SAN FRANCISCO -- Microsoft Corp. said Tuesday the head of its gaming business, Peter Moore, will leave the company to join Electronic Arts Inc., the world's biggest video game publisher.

Moore will be replaced by Don Mattrick, a former top Electronic Arts executive who has served as an adviser to Microsoft on video games for the past six months.

Moore will stay at Microsoft until Sept. 1, though Mattrick will start his new job on July 30.

The announcement comes two weeks after Microsoft said it would take a charge of up to $1.15 billion to fix an "unacceptable" number of broken Xbox 360 game consoles.

It also comes on the heels of E3, the video game industry's annual expo, where Moore had a highly visible role as host of Microsoft's press briefing. Microsoft said there was nothing to be read into the timing of Moore's departure.

"It's just how things fall. A lot of this timing was driven by Electronic Arts," said Robbie Bach, president of Microsoft's entertainment and devices division that includes the Xbox 360. "Peter's a sports nut, so it's a good job for Peter."

As head of EA Sports, Moore will take charge of some of the company's biggest money-spinning franchises, such as "Madden" football, "FIFA" soccer and "Tiger Woods PGA Tour" golf.

A month ago, Electronic Arts' new chief executive, John Riccitiello, reorganized the publisher into four units to help make it more efficient.

"What I want to try to do is ... look at new ways to grow that business both domestically and internationally," Riccitiello told Reuters.

"Peter is an unbelievably talented executive.

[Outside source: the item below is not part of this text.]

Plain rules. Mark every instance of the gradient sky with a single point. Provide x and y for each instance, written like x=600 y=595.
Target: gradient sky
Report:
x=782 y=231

When he was running Sega and their sports business, it was the only time that EA felt threatened in sports," Riccitiello said.

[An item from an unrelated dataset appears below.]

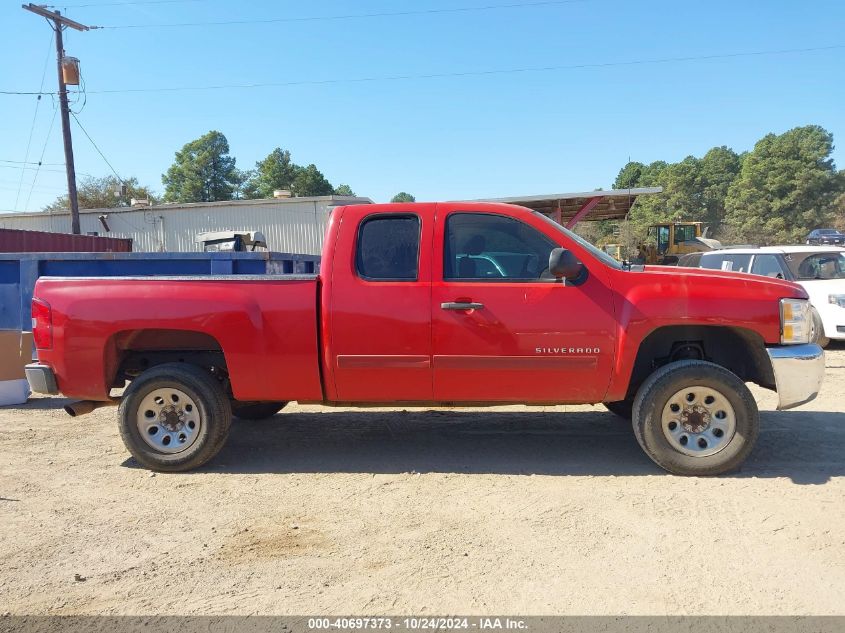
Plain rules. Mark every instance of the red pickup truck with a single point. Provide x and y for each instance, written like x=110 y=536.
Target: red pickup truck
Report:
x=432 y=304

After joining Microsoft from Sega Toys Ltd., Moore became the marketing face of the company's Xbox push, delivering sharp attacks on Microsoft's main rival, Sony Corp.'sPlayStation console.

Moore will receive a one-time bonus of $1.5 million from Electronic Arts to offset future compensation he was due at Microsoft.

The change in management comes at a time when Microsoft's competitors are gearing up to cut into the company's early lead in the battle of next-generation game machines.

Sony recently cut prices for its PlayStation 3, while Nintendo Co. Ltd.'s Wii console is outselling both machines.

"There is enough institutional knowledge within the Xbox business, and there are enough people who have been there a long time, so things should keep running pretty smoothly," said Matt Rosoff, an analyst at Directions on Microsoft, an independent research firm.

Mattrick was president of EA's Worldwide Studios and was considered a shoo-in to become the company's next CEO before he left the company in 2005.